Os Direitos Humanos disseram primeiro:

Os esforços da China para eliminar a identidade étnica dos uigures e outros muçulmanos turcos na província de Xinjiang através de campos de internação em massa, abuso físico, vigilância intrusiva e esterilização forçada e outras medidas de controle populacional constituem um dos piores horrores do mundo moderno. Os departamentos do Tesouro e do Estado merecem crédito por sancionar alguns dos responsáveis ​​por esses crimes graves. Mas esta ação está atrasada.
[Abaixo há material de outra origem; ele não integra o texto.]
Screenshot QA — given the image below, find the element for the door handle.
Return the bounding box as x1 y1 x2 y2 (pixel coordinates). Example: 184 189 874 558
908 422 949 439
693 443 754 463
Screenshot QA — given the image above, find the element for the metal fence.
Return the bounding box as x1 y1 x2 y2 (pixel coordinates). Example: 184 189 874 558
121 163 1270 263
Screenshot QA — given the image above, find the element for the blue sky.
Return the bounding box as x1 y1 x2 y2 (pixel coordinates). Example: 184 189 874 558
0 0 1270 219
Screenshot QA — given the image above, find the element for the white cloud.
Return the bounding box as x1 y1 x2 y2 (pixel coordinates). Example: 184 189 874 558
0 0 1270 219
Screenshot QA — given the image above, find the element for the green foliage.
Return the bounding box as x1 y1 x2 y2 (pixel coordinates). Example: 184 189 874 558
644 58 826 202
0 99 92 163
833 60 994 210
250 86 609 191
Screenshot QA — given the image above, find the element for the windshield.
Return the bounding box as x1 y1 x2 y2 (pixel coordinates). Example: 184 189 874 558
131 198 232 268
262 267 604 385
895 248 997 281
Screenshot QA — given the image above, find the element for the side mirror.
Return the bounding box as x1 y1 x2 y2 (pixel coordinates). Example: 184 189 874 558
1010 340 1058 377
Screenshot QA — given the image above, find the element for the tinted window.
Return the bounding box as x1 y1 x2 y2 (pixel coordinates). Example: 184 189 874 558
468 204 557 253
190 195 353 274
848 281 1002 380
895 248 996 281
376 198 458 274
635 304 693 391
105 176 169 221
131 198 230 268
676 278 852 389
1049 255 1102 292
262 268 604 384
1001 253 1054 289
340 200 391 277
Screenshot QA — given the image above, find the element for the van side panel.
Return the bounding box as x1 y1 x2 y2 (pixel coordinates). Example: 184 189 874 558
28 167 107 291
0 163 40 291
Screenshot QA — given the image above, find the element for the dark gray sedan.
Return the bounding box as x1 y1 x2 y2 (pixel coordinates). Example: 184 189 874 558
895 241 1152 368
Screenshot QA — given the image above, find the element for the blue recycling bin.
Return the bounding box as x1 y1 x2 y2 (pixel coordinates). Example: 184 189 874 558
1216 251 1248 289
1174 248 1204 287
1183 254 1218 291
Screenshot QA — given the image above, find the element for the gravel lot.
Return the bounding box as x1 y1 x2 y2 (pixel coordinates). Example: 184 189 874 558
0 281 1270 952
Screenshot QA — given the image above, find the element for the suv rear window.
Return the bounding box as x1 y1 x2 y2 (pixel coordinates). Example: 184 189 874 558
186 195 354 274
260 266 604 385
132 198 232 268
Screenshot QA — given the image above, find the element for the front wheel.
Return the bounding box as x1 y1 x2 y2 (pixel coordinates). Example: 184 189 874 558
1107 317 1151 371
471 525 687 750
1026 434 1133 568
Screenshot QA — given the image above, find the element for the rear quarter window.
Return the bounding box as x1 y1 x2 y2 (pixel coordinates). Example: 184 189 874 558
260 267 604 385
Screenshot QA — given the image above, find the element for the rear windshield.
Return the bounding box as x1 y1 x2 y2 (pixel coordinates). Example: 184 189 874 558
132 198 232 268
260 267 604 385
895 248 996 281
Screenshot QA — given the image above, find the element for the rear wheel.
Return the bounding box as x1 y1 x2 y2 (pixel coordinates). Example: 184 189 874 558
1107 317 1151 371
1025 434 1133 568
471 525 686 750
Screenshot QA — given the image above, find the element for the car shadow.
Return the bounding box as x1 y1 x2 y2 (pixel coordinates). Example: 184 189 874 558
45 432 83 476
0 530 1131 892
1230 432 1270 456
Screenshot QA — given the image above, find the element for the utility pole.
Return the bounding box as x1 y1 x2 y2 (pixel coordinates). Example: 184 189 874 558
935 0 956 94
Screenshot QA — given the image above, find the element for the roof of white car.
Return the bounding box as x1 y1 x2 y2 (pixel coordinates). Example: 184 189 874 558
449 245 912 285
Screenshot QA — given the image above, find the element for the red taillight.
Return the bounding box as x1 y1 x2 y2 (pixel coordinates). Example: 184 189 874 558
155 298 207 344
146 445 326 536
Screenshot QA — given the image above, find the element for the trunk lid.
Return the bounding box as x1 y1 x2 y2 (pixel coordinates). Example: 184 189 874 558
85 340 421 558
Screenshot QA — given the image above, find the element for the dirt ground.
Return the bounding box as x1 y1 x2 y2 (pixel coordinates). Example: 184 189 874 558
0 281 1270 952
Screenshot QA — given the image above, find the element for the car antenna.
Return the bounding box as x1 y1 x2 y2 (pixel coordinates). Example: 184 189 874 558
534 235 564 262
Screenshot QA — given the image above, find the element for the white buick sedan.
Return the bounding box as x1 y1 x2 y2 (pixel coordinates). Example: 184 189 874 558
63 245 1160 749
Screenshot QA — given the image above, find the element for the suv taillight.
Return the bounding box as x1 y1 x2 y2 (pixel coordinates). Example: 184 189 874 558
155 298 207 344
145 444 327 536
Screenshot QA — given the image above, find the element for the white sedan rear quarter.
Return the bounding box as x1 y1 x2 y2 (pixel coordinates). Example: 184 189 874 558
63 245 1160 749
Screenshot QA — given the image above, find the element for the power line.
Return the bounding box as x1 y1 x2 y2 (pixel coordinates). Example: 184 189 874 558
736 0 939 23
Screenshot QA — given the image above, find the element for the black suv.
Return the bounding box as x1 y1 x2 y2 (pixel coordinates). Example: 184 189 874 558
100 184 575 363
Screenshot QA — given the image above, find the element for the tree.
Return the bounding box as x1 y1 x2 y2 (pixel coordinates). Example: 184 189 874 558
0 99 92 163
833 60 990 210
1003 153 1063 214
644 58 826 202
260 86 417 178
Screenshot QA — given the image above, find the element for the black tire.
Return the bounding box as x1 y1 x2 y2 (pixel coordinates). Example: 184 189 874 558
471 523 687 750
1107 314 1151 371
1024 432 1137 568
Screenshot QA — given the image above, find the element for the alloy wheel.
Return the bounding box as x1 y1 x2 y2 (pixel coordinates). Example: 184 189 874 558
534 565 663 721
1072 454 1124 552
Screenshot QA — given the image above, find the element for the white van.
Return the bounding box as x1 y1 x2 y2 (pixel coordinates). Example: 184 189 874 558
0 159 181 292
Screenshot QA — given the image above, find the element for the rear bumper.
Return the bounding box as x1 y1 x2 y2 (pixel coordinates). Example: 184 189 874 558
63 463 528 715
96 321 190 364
É vergonhoso que o presidente Trump tenha esperado tanto tempo para esclarecer essas medidas sensatas de responsabilidade apoiadas por republicanos e democratas.

O governo deve seguir a ação de hoje e as recentes etapas significativas, como a emissão do Assessor de Negócios da Cadeia de Suprimentos de Xinjiang, determinando oficialmente se o governo chinês é responsável por perpetrar atrocidades, incluindo genocídio, contra cidadãos uigures e outras minorias étnicas. Também deve continuar a sancionar os responsáveis ​​por violações graves dos direitos humanos em Xinjiang, Hong Kong e em toda a China. E deve trabalhar com aliados e nas Nações Unidas para multilateralizar essas sanções e tomar outras medidas coordenadas para combater a crescente repressão da China.

Por fim, os governos do Canadá e do Reino Unido devem usar seus próprios programas direcionados de sanções aos direitos humanos para impor sanções semelhantes, em coordenação com suas contrapartes americanas.

Por mais de três anos, a Human Rights First organizou uma coalizão global de ONGs de direitos humanos e anticorrupção que trabalhou em conjunto para levar informações credíveis à atenção dos EUA e de outros governos sobre possíveis sanções designadas pela Lei Magnitsky Global e outras leis norte-americanas. programas de sanções.

Também na quinta-feira, o Human Right First juntou-se à Freedom House, The Sentry, e 21 outras ONGs em um carta endereçado ao Secretário de Estado Mike Pompeo e ao Secretário do Tesouro Steven Mnuchin, exortando o governo dos EUA a utilizar o programa de sanções Global Magnitsky para combater os esforços de regimes autoritários e atores malignos para explorar e lucrar com a pandemia do COVID-19.